We selected a representative sample from both classes and fed it into the model, recording the activations generated in the penultimate layer for each iteration, as the \(\text{Seq}_i\) variables were progressively added.

This allowed us to construct an activation matrix:

$$
M \in \mathbb{R}^{m \times n}
$$

where \(m\) represents the number of selected samples and \(n\) the number of neurons in the penultimate layer.

Since \(M\) is high-dimensional, it was necessary to apply dimensionality reduction techniques to visualize the learned representations. The goal was to project \(M\)into a new space of dimension \(k\), such that \(k < n \):

$$
M’ = f(M), \quad M’ \in \mathbb{R}^{m \times k}
$$

For this task, we used two widely known algorithms:

Principal Component Analysis (PCA)

Principal Component Analysis (PCA)

PCA transforms the data using orthogonal linear combinations that maximize variance. Mathematically, it seeks a projection matrix \(W\) such that:

$$
M’ = M W
$$

where the columns of \(W\) are the eigenvectors of the covariance matrix of \(M\), associated with the largest eigenvalues.

Uniform Manifold Approximation and Projection (UMAP)


UMAP is a nonlinear technique that preserves both the local and global structure of the data. Unlike PCA, UMAP constructs a proximity graph in the high-dimensional space and projects it into a lower-dimensional space, optimizing the preservation of topology. Although its mathematical formulation is more complex, it is based on minimizing the divergence between probability distributions in both spaces.

Visualization


For visualization, we chose a reduced space of dimension \(k = 2\). We iterated incrementally through the variables \(\text{Seq}_1\) to \(\text{Seq}_5\) capturing the corresponding activations at each step.

The results obtained using PCA are shown below:

As can be observed, as the number of variables increases, the separation between classes becomes more evident. Additionally, the structure of the class space progressively transforms, with \(\text{Seq}_5\) showing a clearer and more distinguishable separation between classes.

This behavior is also evident when applying UMAP:

In these visualizations, it is clear how the classes separate more distinctly as more information from the \(\text{Seq}\) variable is incorporated. Comparing both techniques, we noticed that the model improves its ability to differentiate between classes as the input data becomes richer.

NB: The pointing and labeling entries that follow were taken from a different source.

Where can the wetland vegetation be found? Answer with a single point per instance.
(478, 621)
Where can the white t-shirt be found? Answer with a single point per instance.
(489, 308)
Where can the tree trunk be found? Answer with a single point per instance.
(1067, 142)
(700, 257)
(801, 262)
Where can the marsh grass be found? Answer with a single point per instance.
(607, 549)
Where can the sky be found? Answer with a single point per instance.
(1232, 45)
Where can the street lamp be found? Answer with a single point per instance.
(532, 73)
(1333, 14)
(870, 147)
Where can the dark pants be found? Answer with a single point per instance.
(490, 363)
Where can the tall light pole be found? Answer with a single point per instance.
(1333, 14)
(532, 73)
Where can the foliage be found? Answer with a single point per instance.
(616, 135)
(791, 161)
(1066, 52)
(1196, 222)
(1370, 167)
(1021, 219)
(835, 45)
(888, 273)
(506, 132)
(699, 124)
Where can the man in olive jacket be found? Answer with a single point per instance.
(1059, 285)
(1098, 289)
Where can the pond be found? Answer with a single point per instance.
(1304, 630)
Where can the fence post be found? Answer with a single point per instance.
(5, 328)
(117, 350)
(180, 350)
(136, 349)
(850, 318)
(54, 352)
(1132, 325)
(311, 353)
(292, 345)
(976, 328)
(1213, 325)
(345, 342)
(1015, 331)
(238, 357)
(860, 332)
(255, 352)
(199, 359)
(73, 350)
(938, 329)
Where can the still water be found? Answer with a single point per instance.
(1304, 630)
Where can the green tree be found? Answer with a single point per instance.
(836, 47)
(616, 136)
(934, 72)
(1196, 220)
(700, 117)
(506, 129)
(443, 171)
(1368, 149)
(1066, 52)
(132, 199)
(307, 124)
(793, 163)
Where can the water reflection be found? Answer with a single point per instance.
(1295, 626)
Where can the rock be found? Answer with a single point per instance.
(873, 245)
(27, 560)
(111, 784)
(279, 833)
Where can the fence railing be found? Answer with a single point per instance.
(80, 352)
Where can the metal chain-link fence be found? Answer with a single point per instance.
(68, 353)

Having two visualization approaches allows us to evaluate the relevance of the \(\text{Seq}\) variable from complementary perspectives: PCA offers a linear and global view, while UMAP provides a nonlinear perspective that preserves local topology.

Finally, to more dynamically observe how the representation space transforms, we decided to create an animation using the visualizations obtained with UMAP. The result is shown below:

Conclusions

This study allowed us to explore how the internal representations of a deep learning model evolve as relevant information is progressively incorporated. Through dimensionality reduction techniques like PCA and UMAP, we were able to visualize how the class space is structured in the model’s penultimate layer.

The results show that:

  • Incrementally adding variables improves class differentiation.
  • PCA and UMAP offer complementary perspectives for analyzing data structure.
  • The \(\text{Seq}\) variable has a significant impact on the model’s ability to discriminate between classes.

These visualizations not only enrich the technical analysis but also contribute to the interpretability of models that are traditionally considered black boxes. In future research, this approach could be extended to other types of variables and architectures, contributing to a deeper understanding of representational learning in neural networks.